Resumo: Durante o projeto, foram desenvolvidos diversos algoritmos de dobraduras de papel tanto por imagens quanto por texto, como os algoritmos da dobradura de caranguejo e da dobradura de peixe, com o objetivo de demonstrar a aplicabilidade dos mesmos no ensino da matemática e no trabalho com o pensamento computacional (PC). Assim, as atividades com estes algoritmos permitem trabalhar com diversos conceitos matemáticos, como ângulos, figuras geométricas, mediatriz e bissetriz, proporção, simetria, e funções de primeiro e segundo grau. O processo de decomposição e abstração propostos por estas atividades permite que os estudantes utilizem e tenham um maior entendimento dos pilares do PC como descrito por Vicari, Moreira e Menezes (2018) na prática, assim como as relações entre o PC e o pensamento matemático (PM), já constatadas por Dantas e Prado (2024), que podem ser mais claramente observadas, contribuindo para a aprendizagem de ambos os conceitos.
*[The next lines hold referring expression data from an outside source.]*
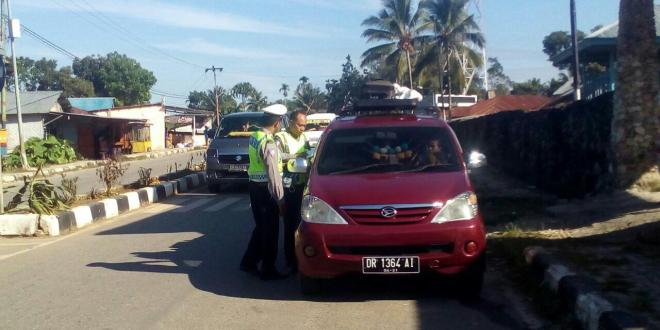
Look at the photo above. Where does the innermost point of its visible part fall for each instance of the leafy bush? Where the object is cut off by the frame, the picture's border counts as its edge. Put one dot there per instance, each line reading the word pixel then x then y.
pixel 41 152
pixel 110 173
pixel 70 187
pixel 39 196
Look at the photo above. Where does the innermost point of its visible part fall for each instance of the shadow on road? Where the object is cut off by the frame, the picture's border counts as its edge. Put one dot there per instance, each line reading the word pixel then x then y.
pixel 211 263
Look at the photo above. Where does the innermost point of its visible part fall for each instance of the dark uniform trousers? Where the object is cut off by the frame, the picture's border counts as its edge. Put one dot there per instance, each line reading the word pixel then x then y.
pixel 263 243
pixel 292 218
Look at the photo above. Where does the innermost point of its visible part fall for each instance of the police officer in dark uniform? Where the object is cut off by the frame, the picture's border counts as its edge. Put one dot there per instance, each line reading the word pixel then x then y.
pixel 292 143
pixel 266 196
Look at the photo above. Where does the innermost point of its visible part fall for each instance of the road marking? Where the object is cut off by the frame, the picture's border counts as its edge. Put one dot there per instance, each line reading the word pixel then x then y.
pixel 242 208
pixel 195 204
pixel 222 204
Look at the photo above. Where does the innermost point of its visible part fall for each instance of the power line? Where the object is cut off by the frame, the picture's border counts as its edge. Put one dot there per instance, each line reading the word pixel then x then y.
pixel 119 27
pixel 104 28
pixel 45 41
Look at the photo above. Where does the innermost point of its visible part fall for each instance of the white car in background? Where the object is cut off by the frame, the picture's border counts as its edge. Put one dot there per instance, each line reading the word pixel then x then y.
pixel 316 124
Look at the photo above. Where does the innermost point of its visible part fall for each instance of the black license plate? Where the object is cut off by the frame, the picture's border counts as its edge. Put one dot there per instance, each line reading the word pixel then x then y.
pixel 390 265
pixel 237 167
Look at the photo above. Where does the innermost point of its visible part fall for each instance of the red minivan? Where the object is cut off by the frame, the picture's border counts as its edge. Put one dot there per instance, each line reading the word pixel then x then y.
pixel 389 194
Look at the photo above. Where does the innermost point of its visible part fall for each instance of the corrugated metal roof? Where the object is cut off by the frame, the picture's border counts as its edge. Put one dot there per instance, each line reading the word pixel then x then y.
pixel 92 103
pixel 33 102
pixel 503 103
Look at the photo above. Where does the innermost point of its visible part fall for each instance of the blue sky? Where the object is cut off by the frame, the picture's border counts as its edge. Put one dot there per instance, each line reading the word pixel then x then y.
pixel 268 42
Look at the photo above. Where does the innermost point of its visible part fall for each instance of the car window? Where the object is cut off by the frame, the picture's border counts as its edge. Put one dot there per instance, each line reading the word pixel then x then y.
pixel 391 149
pixel 238 126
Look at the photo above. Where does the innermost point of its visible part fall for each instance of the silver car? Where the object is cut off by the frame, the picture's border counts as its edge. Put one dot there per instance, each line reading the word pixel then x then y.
pixel 227 156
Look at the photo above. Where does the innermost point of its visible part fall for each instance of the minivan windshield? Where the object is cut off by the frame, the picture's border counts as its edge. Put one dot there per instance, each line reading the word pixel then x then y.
pixel 388 149
pixel 238 126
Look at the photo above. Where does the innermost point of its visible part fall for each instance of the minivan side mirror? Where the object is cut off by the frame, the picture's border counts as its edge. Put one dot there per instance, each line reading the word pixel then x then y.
pixel 476 160
pixel 297 165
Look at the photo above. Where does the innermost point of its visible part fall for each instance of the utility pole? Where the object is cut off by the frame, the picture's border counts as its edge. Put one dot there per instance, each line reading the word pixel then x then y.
pixel 576 60
pixel 3 99
pixel 14 29
pixel 215 92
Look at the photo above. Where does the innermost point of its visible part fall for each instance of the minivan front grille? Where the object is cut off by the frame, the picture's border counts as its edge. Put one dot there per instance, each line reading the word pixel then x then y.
pixel 392 250
pixel 404 213
pixel 233 159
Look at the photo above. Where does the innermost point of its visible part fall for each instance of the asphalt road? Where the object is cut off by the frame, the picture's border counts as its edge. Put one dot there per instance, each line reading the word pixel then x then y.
pixel 174 265
pixel 88 179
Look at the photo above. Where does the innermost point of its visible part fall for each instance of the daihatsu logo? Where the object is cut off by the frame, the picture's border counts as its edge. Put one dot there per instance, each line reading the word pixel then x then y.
pixel 388 212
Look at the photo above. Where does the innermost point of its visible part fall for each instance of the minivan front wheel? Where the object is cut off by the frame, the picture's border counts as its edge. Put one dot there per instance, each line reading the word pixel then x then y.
pixel 309 286
pixel 471 280
pixel 214 188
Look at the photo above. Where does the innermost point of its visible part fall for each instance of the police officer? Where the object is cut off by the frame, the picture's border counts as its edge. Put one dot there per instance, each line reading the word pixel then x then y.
pixel 266 196
pixel 292 143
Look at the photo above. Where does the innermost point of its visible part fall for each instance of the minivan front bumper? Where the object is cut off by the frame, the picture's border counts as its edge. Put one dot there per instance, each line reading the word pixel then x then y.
pixel 339 249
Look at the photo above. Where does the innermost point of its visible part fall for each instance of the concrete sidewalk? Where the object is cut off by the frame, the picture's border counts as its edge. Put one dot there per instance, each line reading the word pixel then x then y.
pixel 85 164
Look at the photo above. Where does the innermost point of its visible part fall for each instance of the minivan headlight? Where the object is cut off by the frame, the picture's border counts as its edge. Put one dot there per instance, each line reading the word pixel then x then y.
pixel 315 210
pixel 210 153
pixel 461 207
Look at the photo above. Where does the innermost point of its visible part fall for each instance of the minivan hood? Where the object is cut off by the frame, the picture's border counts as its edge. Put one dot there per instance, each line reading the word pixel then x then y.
pixel 389 188
pixel 230 145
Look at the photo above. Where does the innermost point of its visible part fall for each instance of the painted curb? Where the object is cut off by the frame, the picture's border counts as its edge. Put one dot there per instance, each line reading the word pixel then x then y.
pixel 82 216
pixel 580 294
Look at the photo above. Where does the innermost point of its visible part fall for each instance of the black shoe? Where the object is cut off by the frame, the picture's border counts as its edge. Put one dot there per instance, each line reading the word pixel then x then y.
pixel 292 270
pixel 249 269
pixel 271 275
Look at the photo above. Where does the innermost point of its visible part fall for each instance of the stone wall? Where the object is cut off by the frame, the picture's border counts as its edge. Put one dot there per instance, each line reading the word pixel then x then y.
pixel 562 150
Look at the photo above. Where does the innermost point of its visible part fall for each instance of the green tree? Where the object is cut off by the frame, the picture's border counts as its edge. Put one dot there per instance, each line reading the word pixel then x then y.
pixel 308 97
pixel 243 91
pixel 346 89
pixel 557 42
pixel 532 86
pixel 456 38
pixel 635 123
pixel 88 68
pixel 257 101
pixel 284 89
pixel 205 100
pixel 124 79
pixel 399 25
pixel 116 75
pixel 499 81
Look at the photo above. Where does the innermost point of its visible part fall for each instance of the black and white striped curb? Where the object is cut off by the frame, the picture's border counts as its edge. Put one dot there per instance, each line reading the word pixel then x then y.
pixel 579 294
pixel 81 165
pixel 82 216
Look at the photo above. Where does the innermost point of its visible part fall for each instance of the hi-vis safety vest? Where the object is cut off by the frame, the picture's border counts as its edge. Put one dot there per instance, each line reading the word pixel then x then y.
pixel 257 169
pixel 291 145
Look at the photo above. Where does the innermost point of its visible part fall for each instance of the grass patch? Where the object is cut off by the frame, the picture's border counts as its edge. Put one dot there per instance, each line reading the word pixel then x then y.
pixel 642 301
pixel 617 283
pixel 544 302
pixel 499 210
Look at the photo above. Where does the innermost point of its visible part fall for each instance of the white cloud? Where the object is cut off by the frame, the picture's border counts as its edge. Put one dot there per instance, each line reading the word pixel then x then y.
pixel 349 5
pixel 201 46
pixel 167 14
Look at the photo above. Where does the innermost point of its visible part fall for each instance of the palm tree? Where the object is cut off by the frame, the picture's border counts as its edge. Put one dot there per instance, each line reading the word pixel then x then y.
pixel 635 118
pixel 309 97
pixel 285 91
pixel 243 91
pixel 400 26
pixel 454 43
pixel 257 101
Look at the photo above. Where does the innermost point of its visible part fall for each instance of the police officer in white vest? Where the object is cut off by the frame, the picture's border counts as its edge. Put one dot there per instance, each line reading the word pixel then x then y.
pixel 292 143
pixel 266 196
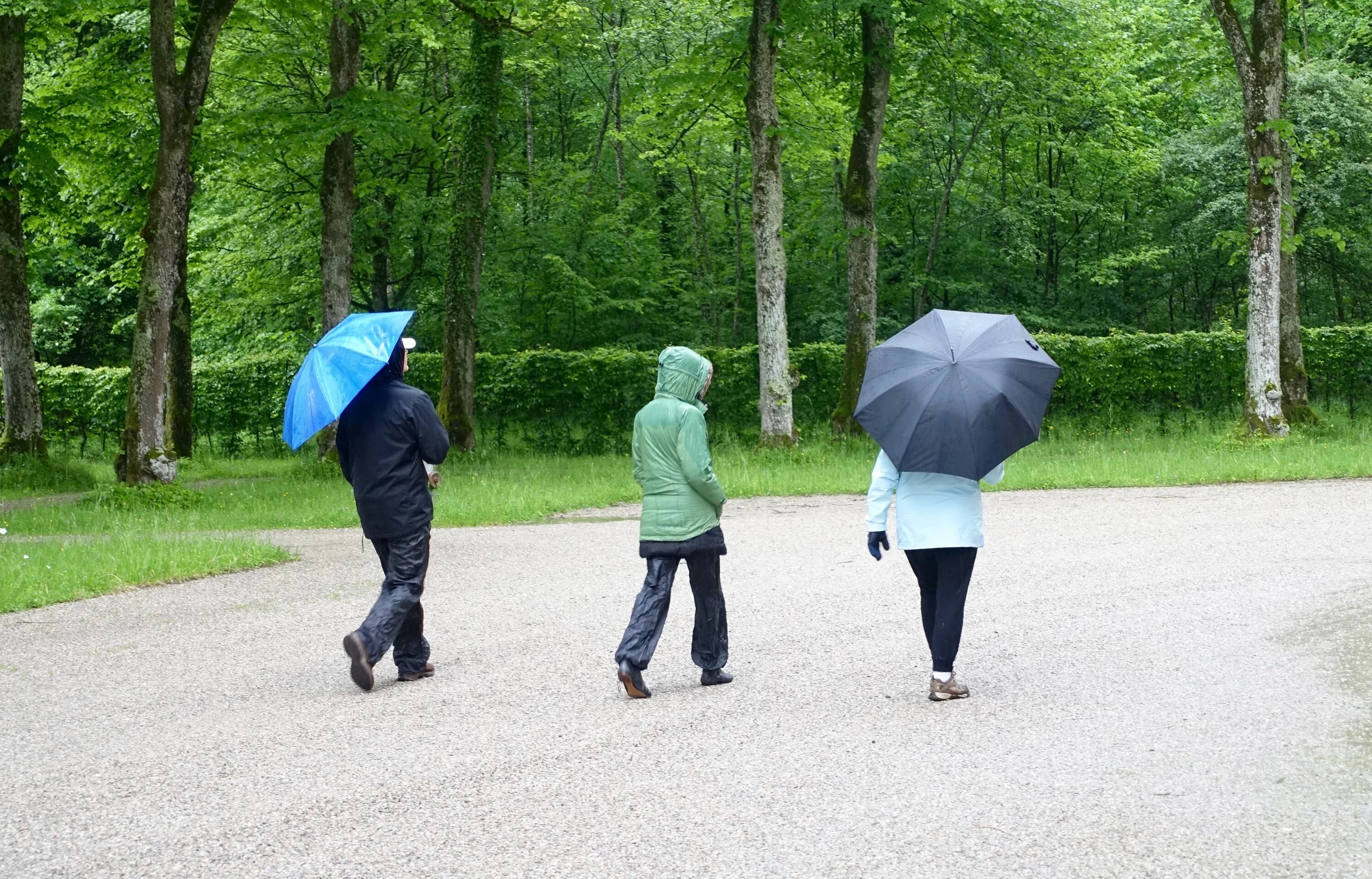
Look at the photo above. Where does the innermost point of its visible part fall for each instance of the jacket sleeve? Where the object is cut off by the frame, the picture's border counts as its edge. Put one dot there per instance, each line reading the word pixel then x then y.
pixel 433 436
pixel 884 480
pixel 693 454
pixel 345 450
pixel 638 458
O trabalho com as dobraduras de papel permite visualizar fisicamente os resultados das abstrações realizadas pelo estudante, sendo por meio delas que o mesmo entende o que deve ser feito para alcançar o próximo passo da dobradura e, comparando com o que está descrito no algoritmo, também permite que o mesmo constate se sua abstração foi correta. Desta maneira, como metodologia, foram realizadas múltiplas atividades e oficinas com estudantes utilizando os algoritmos de dobraduras de papel, em que cada um destes fatores foi analisado e confirmado, com os próprios alunos percebendo o PC e o PM nos algoritmos, observando, por exemplo, a precisão matemática das figuras dos algoritmos por imagens, fator que surpreendeu até mesmo professores. Outros resultados que puderam ser observados foram que, por relatos dos próprios professores dos estudantes em que as oficinas foram realizadas, foi possível observar claramente o aumento no envolvimento dos alunos com as atividades propostas, sendo observado também o trabalho em equipe, com eles ajudando uns aos outros a entender os passos do algoritmo. É importante notar também a inclusão proporcionada por tais atividades, já que as mesmas foram aplicadas com estudantes com diferentes tipos de deficiências, que conseguiram participar das atividades demonstrando interesse nas mesmas.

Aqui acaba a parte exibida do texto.